# Young Kobe Bryant in Italy



## Sean (Jun 7, 2002)

http://blog.lakers.com/lakers/2011/01/13/photo-young-kobe-bryant-in-italy/

In June of 1990, a 11-year-old Kobe Bryant was a guest of Nazareno Basket in Carpi (Modena), Italy, for an event with his father Joe “Jelly Bean” Bryant.

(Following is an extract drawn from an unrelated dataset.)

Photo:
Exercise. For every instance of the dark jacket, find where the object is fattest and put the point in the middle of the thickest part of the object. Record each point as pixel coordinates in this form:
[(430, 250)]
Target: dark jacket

Zeno Pisani of Italy’s Rivista Ufficiale NBA — the magazine of the NBA in Italy — provided the photograph.


----------



## Laker Freak (Jul 1, 2003)

What's crazy is that 7 years later he would be in the NBA Draft.


----------



## King Sancho Fantastic (Jul 19, 2005)

Kobe was balding already..

:lol:


----------



## elcap15 (Aug 8, 2006)

I bet he tore those white boys up.

Is that Shia LeBeouf I see wearing the two-tone hot pants?


----------



## ajax25 (Jul 2, 2010)

haha bunch of white nerdy lookin dudes wearing ridiculous outfits and then Kobe rocking the Jordan T-Shirt


----------



## Cris (Jun 18, 2003)

He looks like he was Photoshopped into this picture


----------